The Ozone Residences: gestione immobiliare per i proprietari

The Ozone Residences mette ville con piscina privata e un edificio condominiale dietro lo stesso cancello, a Cherng Talay. Lì seguiamo una villa e due unità. È un solo indirizzo e, nella pratica, due mestieri completamente diversi.

Da dove parliamo

Che cosa questo ci permette di scrivere, e che cosa no.

Ovunque altro su questo sito ci rifiutiamo di rivendicare una presenza dentro un comprensorio in cui non lavoriamo. Qui lo stesso ritegno sarebbe falsa modestia. Il resto della pagina è quindi scritto da dentro il cancello, e vale la pena essere precisi su che cosa questo ci autorizza a dire e su che cosa no.

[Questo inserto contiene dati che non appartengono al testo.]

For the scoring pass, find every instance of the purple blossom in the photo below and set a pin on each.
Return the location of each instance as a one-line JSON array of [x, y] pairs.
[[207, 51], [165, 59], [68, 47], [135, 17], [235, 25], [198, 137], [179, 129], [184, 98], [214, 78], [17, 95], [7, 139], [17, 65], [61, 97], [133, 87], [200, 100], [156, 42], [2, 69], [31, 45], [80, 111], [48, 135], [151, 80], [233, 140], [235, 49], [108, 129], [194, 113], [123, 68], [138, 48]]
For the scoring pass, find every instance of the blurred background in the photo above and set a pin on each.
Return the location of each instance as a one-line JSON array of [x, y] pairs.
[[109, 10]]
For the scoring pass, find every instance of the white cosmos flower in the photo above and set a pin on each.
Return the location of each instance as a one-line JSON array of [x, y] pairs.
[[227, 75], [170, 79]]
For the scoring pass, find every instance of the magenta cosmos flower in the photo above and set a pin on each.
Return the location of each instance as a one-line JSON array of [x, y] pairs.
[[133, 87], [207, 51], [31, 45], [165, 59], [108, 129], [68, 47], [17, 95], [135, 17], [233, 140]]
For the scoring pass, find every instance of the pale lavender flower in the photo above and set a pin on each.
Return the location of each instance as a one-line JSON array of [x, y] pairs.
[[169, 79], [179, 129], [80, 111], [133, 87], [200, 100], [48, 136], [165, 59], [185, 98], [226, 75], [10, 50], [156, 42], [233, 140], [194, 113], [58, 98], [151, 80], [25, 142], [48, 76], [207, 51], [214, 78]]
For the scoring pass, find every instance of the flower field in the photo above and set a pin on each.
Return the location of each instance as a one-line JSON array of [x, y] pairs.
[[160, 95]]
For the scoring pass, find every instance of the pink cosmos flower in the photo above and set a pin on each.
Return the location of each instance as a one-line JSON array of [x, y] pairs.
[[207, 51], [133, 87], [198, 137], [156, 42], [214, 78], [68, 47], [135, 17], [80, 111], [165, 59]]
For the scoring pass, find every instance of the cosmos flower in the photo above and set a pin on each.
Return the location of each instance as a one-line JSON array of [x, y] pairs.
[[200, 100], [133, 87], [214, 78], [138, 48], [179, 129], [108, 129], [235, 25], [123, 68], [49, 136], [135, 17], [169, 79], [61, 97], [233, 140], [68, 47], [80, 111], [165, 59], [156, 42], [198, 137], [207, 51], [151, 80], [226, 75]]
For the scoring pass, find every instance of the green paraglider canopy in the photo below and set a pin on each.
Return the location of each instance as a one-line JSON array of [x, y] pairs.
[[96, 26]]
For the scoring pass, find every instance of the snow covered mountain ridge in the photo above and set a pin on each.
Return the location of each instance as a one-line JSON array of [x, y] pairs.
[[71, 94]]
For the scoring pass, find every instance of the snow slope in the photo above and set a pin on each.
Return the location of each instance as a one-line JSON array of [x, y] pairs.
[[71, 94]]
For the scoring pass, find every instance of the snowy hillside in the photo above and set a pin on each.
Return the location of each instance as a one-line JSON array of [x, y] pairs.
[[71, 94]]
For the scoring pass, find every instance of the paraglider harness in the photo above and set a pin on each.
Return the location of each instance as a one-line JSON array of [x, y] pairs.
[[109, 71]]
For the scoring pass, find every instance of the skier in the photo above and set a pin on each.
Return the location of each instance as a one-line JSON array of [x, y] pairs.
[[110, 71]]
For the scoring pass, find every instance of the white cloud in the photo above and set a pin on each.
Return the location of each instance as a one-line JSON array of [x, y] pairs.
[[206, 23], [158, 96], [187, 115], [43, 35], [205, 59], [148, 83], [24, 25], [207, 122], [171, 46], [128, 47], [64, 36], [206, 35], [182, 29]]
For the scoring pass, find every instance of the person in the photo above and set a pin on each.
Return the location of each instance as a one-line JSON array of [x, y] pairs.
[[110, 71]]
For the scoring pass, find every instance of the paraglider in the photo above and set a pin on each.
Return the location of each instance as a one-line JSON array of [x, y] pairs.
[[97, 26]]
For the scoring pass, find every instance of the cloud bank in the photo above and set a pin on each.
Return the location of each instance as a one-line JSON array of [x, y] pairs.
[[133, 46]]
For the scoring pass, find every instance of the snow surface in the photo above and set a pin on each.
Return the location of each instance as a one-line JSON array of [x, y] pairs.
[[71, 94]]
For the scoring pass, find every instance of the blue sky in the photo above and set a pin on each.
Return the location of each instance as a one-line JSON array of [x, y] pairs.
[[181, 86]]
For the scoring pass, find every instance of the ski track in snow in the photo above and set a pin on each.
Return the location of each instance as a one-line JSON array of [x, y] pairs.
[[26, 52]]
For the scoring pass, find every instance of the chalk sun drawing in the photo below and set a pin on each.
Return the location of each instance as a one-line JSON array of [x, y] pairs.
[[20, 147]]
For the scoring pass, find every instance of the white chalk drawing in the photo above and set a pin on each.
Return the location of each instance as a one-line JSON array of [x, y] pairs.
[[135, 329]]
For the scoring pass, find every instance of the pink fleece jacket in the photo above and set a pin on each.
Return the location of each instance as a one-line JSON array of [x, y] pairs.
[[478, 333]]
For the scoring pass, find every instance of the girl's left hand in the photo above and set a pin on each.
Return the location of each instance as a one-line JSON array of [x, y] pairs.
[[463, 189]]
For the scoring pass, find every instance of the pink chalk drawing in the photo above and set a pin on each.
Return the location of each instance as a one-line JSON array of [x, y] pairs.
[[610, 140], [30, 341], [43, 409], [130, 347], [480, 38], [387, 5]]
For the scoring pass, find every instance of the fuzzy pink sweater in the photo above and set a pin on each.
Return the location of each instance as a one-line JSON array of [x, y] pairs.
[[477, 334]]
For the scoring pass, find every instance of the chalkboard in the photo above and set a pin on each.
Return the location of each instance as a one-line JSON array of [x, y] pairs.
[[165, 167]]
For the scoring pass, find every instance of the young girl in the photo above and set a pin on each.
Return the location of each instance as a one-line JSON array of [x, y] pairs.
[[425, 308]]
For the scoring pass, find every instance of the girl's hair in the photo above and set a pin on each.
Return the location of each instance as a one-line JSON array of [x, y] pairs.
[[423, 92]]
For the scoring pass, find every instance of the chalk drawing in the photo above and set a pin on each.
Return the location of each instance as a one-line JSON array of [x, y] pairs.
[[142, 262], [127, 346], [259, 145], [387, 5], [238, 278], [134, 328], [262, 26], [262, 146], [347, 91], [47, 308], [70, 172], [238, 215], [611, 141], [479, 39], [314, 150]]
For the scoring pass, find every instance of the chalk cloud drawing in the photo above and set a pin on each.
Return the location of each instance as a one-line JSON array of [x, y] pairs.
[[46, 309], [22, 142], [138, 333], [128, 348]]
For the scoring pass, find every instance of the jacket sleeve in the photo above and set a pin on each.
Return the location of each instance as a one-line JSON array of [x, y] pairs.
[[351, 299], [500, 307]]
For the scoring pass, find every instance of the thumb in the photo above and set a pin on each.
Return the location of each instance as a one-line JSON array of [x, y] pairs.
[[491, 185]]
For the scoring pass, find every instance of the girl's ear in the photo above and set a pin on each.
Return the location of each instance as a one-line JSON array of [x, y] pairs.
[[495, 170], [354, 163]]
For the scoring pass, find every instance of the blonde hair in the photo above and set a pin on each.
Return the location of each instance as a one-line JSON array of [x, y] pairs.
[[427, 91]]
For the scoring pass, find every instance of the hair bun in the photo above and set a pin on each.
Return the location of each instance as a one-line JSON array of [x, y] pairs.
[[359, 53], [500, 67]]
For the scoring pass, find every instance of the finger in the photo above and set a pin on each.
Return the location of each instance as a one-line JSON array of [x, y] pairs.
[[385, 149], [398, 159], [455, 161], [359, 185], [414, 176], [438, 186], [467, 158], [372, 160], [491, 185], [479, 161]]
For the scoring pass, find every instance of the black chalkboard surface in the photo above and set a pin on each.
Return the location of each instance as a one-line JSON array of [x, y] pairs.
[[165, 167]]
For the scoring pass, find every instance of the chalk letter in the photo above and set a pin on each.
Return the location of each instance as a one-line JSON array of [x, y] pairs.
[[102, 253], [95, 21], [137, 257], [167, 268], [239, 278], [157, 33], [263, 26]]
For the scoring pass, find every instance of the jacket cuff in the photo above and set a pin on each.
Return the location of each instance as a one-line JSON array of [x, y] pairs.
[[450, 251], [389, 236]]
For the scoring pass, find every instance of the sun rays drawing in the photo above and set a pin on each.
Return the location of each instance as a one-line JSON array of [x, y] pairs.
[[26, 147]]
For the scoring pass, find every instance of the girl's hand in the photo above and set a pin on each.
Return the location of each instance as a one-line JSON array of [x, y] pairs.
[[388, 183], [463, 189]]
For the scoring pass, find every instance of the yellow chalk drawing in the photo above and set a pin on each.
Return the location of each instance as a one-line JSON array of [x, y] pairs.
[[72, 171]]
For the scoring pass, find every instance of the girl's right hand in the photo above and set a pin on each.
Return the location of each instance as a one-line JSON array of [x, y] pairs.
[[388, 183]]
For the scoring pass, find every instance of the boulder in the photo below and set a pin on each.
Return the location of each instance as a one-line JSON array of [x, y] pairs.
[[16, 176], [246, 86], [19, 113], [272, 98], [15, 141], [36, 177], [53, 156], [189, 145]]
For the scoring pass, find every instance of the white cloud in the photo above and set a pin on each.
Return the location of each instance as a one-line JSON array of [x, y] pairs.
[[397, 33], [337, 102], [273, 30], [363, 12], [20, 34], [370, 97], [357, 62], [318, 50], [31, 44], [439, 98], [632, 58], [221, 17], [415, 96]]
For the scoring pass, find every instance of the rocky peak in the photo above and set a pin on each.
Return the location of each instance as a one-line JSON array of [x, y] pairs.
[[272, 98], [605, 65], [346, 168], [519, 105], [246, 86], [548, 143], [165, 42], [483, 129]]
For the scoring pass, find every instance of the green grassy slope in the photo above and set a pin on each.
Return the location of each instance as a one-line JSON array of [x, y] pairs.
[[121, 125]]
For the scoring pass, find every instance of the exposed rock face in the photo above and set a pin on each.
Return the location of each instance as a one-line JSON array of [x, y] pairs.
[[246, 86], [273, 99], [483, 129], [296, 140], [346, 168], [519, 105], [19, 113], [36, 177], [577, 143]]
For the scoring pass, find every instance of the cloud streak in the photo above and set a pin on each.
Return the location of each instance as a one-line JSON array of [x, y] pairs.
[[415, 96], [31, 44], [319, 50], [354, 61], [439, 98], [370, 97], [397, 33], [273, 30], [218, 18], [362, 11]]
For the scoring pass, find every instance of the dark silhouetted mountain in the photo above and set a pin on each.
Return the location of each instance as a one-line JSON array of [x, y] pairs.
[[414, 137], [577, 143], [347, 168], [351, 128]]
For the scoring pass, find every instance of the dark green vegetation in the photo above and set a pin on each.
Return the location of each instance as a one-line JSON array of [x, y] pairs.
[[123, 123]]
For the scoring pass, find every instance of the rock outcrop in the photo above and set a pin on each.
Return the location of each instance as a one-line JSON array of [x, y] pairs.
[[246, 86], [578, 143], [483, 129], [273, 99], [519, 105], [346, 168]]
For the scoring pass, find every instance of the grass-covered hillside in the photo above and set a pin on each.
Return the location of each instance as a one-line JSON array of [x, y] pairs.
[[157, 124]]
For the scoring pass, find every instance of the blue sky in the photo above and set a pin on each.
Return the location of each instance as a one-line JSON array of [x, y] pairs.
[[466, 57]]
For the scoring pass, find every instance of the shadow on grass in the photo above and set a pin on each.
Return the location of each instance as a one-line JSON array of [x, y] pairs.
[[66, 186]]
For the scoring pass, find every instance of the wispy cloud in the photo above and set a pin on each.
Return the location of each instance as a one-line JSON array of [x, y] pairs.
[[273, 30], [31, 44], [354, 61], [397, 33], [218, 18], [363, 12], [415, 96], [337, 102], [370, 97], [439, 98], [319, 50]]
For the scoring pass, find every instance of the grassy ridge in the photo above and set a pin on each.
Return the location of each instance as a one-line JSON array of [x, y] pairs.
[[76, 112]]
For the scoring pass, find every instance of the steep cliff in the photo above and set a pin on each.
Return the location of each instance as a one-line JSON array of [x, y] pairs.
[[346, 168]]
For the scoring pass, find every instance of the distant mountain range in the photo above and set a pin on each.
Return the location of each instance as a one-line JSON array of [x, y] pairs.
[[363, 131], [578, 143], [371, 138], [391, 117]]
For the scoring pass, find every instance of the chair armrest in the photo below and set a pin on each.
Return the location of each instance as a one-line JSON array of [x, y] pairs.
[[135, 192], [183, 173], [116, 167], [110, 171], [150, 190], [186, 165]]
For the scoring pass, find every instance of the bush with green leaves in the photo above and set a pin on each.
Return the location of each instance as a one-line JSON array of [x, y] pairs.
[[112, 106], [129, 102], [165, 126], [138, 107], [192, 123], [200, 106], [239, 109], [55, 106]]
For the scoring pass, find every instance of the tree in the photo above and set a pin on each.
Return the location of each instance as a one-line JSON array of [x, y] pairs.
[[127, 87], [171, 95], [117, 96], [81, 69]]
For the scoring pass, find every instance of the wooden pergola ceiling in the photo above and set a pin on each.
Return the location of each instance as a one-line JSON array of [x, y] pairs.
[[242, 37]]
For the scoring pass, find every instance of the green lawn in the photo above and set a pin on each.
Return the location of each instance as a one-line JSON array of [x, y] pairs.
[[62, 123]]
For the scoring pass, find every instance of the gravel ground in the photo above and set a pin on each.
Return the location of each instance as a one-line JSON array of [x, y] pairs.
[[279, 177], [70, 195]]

  • Abbastanza per sapere come funziona il posto

    Non è un portafoglio, non è un accordo in esclusiva, e non è un mandato di nessuno. È abbastanza per sapere come funziona il cancello a notte fonda, che cosa il posto di guardia si aspetta da una squadra di pulizie, dove finisce davvero una consegna, e quali di queste cose a un proprietario nuovo non le racconta nessuno.

  • Da dove viene il dettaglio di questa pagina

    Dalla differenza tra far funzionare una villa in questo comprensorio e far funzionare un’unità nell’edificio, per averle fatte entrambe nella stessa settimana. È un campione piccolo e non lo faremo passare per più di quello che è. Dove non sappiamo qualcosa, questa pagina lo dice, e qui c’è parecchio che non sappiamo.

  • Che cosa non fa di noi

    Non parliamo a nome dell’amministrazione, non abbiamo alcun titolo presso il costruttore, e niente di quanto scritto qui è un’approvazione del comprensorio. Se un gestore vi dice di avere un canale privilegiato da qualche parte, chiedetegli in che cosa consiste e chi glielo ha dato. La risposta di solito è che qualcuno conosce una guardia.

Prima, mettiamo a posto il nome

The Ozone è una famiglia di progetti, non un solo indirizzo.

Lo stesso gruppo ha costruito più complessi con il nome Ozone nel distretto di Thalang, ville in alcuni, edifici condominiali in altri. Proprietari, agenti e annunci usano i nomi come sinonimi, e questo produce una confusione reale su quali regole valgano per chi.

  • The Ozone Residences

    Il complesso di Cherng Talay di cui parla questa pagina: ville con piscina privata da tre a cinque camere, con un edificio condominiale sullo stesso lotto. Sta nell’entroterra rispetto a Bang Tao, accanto al campo da golf, a pochi minuti di strada dalla costa.

  • Gli altri progetti Ozone

    Il gruppo ha altri progetti condominiali e di ville nella zona, con lo stesso nome. Ognuno ha il proprio edificio, il proprio regolamento e il proprio comitato. Quello che vale per uno non vale automaticamente per un altro, compreso tutto quello che c’è in questa pagina.

  • Chi l’ha costruito

    Gli annunci pubblici indicano Tion Star Group Co., Ltd come società costruttrice, con il marchio The Ozone Group. Vale la pena confrontarla con la società indicata nel vostro contratto di acquisto, perché è quella l’entità nei cui confronti va fatta valere qualsiasi richiesta in garanzia.

  • Perché questo viene prima di tutto il resto

    Buona parte dei consigli che i proprietari ricevono su “Ozone” è stata scritta per un altro Ozone. Accertate quale progetto, quale edificio e quale fase possedete prima di accettarne uno qualsiasi, il nostro compreso.

Il lato ville

Qui una villa è una casa, e una casa è un lavoro che non si ferma.

Le ville sono costruite attorno a una piscina privata. Vengono bene in fotografia. Vi consegnano anche acqua, vetro e legno di cui prendersi cura, su un lotto che il comprensorio non vi mantiene, e il lavoro non si ferma solo perché in casa non c’è nessuno.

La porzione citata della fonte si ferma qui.